For a while Nina said nothing. She lay with her own hands folded beneath her face. Then she reached out, took Emil’s, and guided it down. Emil tried to resist (this was not the moment, how could she feel romantic when …), but gave in when he found his hand had been cupped around her belly.

‘I know you miss him, Emil. I think it might be the sweetest thing about you, how much you love your brother. But your family’s bigger now … and it’s growing bigger still.’ She paused, waiting for the gears in Emil’s mind to start turning. ‘I saw my aunt’s physician. It’s certain. He believes … there may even be twins.’

Emil’s eyes widened with every utterance.

‘Imagine it, Emil. Twin boys, gambolling up and down the Emporium halls. Your boys, our boys, making their futures here. I’m sorry for your brother, I’m sorry the Emporium isn’t going back to how it was. But – and this is important, so listen to me, my love – these last years, that’s what the Emporium is to me. That’s all the Emporium I’ve ever known. I don’t want it to go back. I want it to go forward. I want you to be fit and fighting strong, and for the Long War to make your fortune … because your children –’ she smiled, the simplest and most meaningful smile, and saw it mirrored in Emil’s opening face, ‘– are going to need it.’

On the first day of December, with ragged snow streaming through the Marble Arch, Cathy wrapped herself against the winter and took the trolleybus west. Hyde Park was not blanketed in snow, but its pastures were dusted in a whiteness at the same time dirtier and more pure than the confetti snow with which she usually spent her winters. The banks of the Serpentine, where she had dozed with Kaspar in that summer so long ago, were alternately crisp with frost or deluged in dirt – but it had not stopped the families turning out to see the new memorial, nor the patients from St George’s venturing out to fill their lungs with the crisp, frigid air.

St George’s loomed on the corner, half-hidden behind colonnades. As Cathy approached, a horse-drawn ambulance had stopped and orderlies were striding out to help its occupant through the doors. Cathy followed after, to the whirlwind smells of iodine and carbolic soap. At a counter a nurse was filling in papers.

‘I’m looking for a Lizzy Wray,’ she began. ‘My sister. She’s …’ And here she brandished the letter she had received, its postmark already two months old: Lizzy, back from the base hospital and using her service leave to volunteer. It all seemed so unlikely.

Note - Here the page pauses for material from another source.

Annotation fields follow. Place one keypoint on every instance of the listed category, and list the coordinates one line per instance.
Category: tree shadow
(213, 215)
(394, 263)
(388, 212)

‘I don’t know a Lizzy,’ the sister replied. ‘But there’s a Beth Wray working on second ward. Might that be …’

Second Ward was not difficult to find. A convalescent floor, its patients reclined in the sax blue suits and scarlet ties that marked them out as soldiers at rest. Some of them were cajoling each other from the spaces between their beds, but more still were asleep, or gathered on a terrace looking out at the snow. Only one nurse drifted between them, fixing sheets and piling bedpans on a trolley.

When she finally looked up, Cathy realised how long it had been since she had seen her sister. Lizzy was older now, her eyes greyer, but above all else (in spite of the uniform, the places she had been, the grime beneath her fingernails so alien to the girl she used to know), she was still the same beautiful Lizzy Wray.

‘Cathy!’

‘Beth?’ Cathy ventured, with just a hint of admonition.

Her sister rolled her eyes. ‘It was time for a change,’ she said. ‘Oh Cathy, I wasn’t sure if you’d got my letters. Now I see that you have, I … I would have come to the Emporium. You know that, don’t you? Only …’

Cathy understood; what could first frost matter when set against everything happening inside these hospital walls?

‘The truth is, I’m only here another week. After that I’m putting in a favour for a girl at Endell Street. It’s women only there, did you know? Women nurses and women doctors, the whole thing. But by Christmas I’ll be gone. Cathy,’ she whispered, ‘I’ve met somebody. He’s back in Dieppe. Convalescent to start with, but back home he was a medical doctor, so now he’s working the rounds.’